The Bank has put the brakes on Funding for Lending – Why not on Help to Buy?
Threats of an overheating housing market have reached Threadneedle Street, and they're cutting out the mortgage incentives from the Funding for Lending Scheme (FLS).
This morning Bank of England governor Mark Carney said that "risks to financial stability may grow if there are further substantial and rapid increases in house prices".
FLS was launched at a time when many economists saw mortgages as too difficult to obtain, and now that house prices are rising, it's being withdrawn.
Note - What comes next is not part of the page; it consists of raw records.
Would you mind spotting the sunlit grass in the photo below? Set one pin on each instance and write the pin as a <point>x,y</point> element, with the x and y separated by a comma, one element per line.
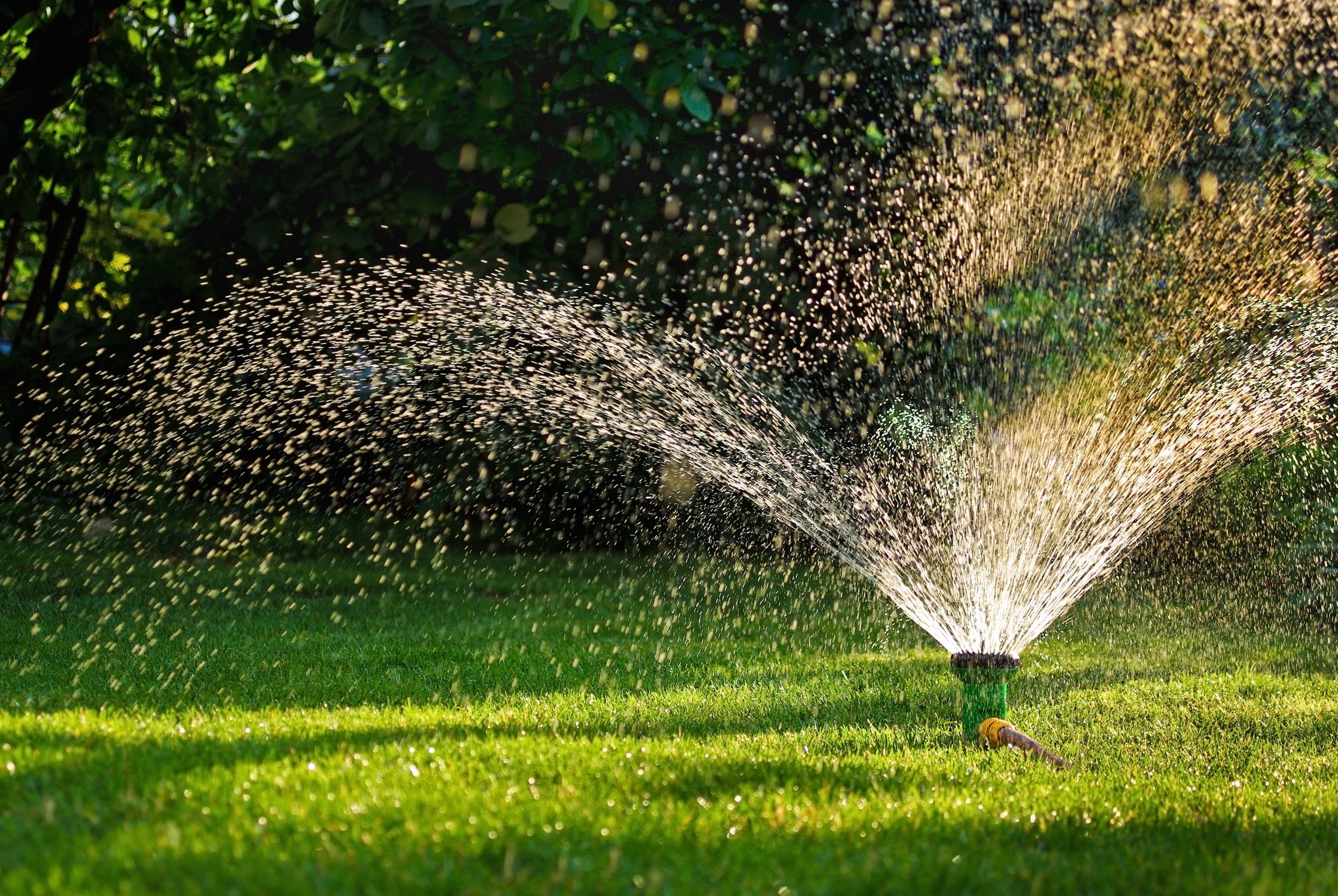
<point>607,724</point>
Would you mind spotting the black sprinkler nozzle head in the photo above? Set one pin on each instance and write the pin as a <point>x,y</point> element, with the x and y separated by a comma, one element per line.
<point>984,661</point>
<point>984,688</point>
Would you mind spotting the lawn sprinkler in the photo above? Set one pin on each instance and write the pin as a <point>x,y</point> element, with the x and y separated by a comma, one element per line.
<point>984,688</point>
<point>985,704</point>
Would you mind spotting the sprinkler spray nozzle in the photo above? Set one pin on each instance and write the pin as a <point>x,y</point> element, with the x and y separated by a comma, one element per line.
<point>984,688</point>
<point>996,732</point>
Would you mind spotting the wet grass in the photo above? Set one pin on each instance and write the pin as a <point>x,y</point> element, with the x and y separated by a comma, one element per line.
<point>352,724</point>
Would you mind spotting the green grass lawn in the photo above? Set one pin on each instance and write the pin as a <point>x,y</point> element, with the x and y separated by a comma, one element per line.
<point>352,724</point>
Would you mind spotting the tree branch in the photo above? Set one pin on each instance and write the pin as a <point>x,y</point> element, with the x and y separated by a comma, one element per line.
<point>58,50</point>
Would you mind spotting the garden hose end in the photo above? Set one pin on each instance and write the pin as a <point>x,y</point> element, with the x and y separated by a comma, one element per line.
<point>996,732</point>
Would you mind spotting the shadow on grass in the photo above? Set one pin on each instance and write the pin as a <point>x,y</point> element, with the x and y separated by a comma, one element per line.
<point>1175,851</point>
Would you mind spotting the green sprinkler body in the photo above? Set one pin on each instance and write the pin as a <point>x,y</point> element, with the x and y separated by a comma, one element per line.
<point>984,688</point>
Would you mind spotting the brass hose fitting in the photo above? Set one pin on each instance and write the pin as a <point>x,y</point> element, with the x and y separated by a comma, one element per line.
<point>996,732</point>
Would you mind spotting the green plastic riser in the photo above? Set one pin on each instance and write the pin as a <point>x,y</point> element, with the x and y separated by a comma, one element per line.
<point>984,696</point>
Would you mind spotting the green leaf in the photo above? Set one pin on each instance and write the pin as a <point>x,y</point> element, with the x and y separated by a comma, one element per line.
<point>513,224</point>
<point>601,12</point>
<point>695,101</point>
Help to Buy however, seems to have been born for political reasons – to play into rhetoric about home ownership and getting people "on the ladder". The second part was accelerated to time in with conference season.
It won't be going.
That's madness, according to Adam Smith Institute law fellow Preston Byrne, and author of Burning Down the House, a paper which argued that Help to Buy would increase prices, but not supply. “I didn’t think Government housing policy could make less sense. I was mistaken."
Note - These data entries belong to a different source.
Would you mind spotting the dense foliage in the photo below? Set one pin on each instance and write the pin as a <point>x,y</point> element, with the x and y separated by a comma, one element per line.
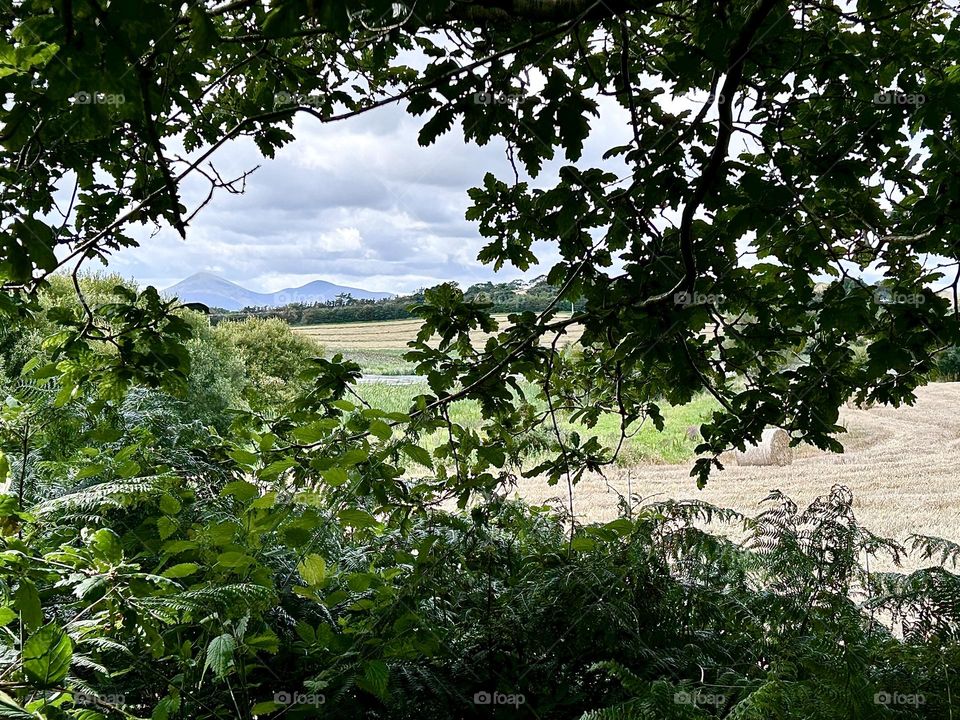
<point>176,544</point>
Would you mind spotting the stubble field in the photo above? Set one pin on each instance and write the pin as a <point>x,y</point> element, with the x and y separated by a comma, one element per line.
<point>900,463</point>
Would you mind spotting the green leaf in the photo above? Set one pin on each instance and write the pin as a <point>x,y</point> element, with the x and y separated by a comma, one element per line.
<point>27,601</point>
<point>418,454</point>
<point>335,477</point>
<point>10,709</point>
<point>234,559</point>
<point>241,489</point>
<point>355,517</point>
<point>220,655</point>
<point>380,429</point>
<point>375,678</point>
<point>46,656</point>
<point>313,569</point>
<point>7,615</point>
<point>180,570</point>
<point>106,544</point>
<point>272,471</point>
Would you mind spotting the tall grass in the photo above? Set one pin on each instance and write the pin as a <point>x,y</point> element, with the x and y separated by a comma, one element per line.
<point>645,444</point>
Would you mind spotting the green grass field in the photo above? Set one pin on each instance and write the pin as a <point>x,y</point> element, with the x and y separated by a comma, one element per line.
<point>378,348</point>
<point>646,445</point>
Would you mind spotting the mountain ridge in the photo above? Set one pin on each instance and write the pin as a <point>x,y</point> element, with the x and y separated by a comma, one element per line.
<point>217,292</point>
While the Bank of England withdraws a measure that reduces funding costs, the mortgage subsidies from Help to Buy part one and risk transferral from part two will stay in play.
Byrne says that government "can’t plausibly defend one subsidy on the basis house prices aren’t rising, while scrapping another on the basis they are."
Instead policymakers should be focused on the issue of supply – supply of finance isn't what's holding back otherwise willing homebuyers, but a dearth of new homes. While home building is on the rise the UK is still short.
The National Housing and Planning Advice Unit has estimated that the UK needs 290,500 additional homes a year. In the three years to June, just 334,000 were built. Liberalising planning rules could see more homes completed, more people in homes, and Carney wouldn't have to keep such a a close eye on the housing sector.